Fifteen years ago you’d probably earn your fair share of quizzical looks if you said 62% of U.S. households in 2018 would own television that was only 3” thick. Few could likely fathom a TV that would connect to the Internet, play movies and live TV through built-in apps, and enable a consumer to cut ties with the cable company while still enjoying access to all their favorite shows. Oh, and millions of people of all ages could watch a TV show or movie on their smartphone or tablet – all rendered in beautiful, high-definition clarity and delivered at a fraction of the cost of a traditional cable TV subscription.
Technology has allowed people to watch TV differently today. A connected TV world mandates that marketers understand that consumers behave and respond differently to advertising, too. Including connected TV in a media strategy is important because of how newer generations prefer to consume content.
Connected TV Viewership Continues to Rise
Connected TVs are everywhere and platforms like Hulu, Amazon, Netflix, and YouTube dominate the attention of the demographic viewing content through the Internet. According to eMarketer research, 64.8M millennials in the U.S. watch digital videos. This number is predicted to rise to nearly 67M by 2022. Since this age group is concentrated across a few leading platforms, marketers should consider focusing their efforts on integrating their brand on CTV in a more active way. This may mean anything from shifting marketing budgets to slowly testing platforms and strategies. While traditional marketing efforts shouldn’t be abandoned, connected TV strategy should rise with viewership.
Connected TVs Will Soon Be the “Traditional” TV
Research shows smart TV households in the U.S. have risen 16% from 2017 to 2018 to nearly 46 million. The concurrent rise in popularity of voice-assistant devices (Google Home, Amazon Alexa) has helped drive the prevalence of connected TVs. Today’s consumer now considers streaming content to be a basic function of any modern TV versus an expensive and unique feature reserved for only the most expensive of units. To put simply, connect with customers where they are and give less focus to where they used to be.
Customers Tolerate Connected TV Ads
Since the average consumer pays less for a streaming video experience versus traditional cable or satellite, they tend to be a bit more forgiving when it comes to ads. However, as ads become longer and more intrusive, it’s still up to marketers to create content and placement that makes sense for the viewer.
Connected TV enables advertisers to more accurately place ads in the path of high-potential customers, while traditional marketers must cast a wider net when advertising via regular TV.

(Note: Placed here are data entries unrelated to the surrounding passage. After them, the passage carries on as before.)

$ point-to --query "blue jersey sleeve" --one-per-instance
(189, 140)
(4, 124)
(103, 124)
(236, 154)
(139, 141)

Marketers Can Collect Data Immediately
Since viewers must be logged into their streaming services before watching anything, marketers can measure the number of unique clicks, views, and conversions during and just after the advertisement hits. A traditional TV advertiser might have to wait several weeks or months to accurately gauge the effectiveness of a particular campaign. Connected TV enables marketers to pivot quickly and more easily target those who truly have a need or want to buy.
Streaming services are the future of home entertainment. With U.S. households currently streaming content at a higher rate than ever before, marketers need to focus their strategies to capture this highly lucrative and truly connected group of potential customers.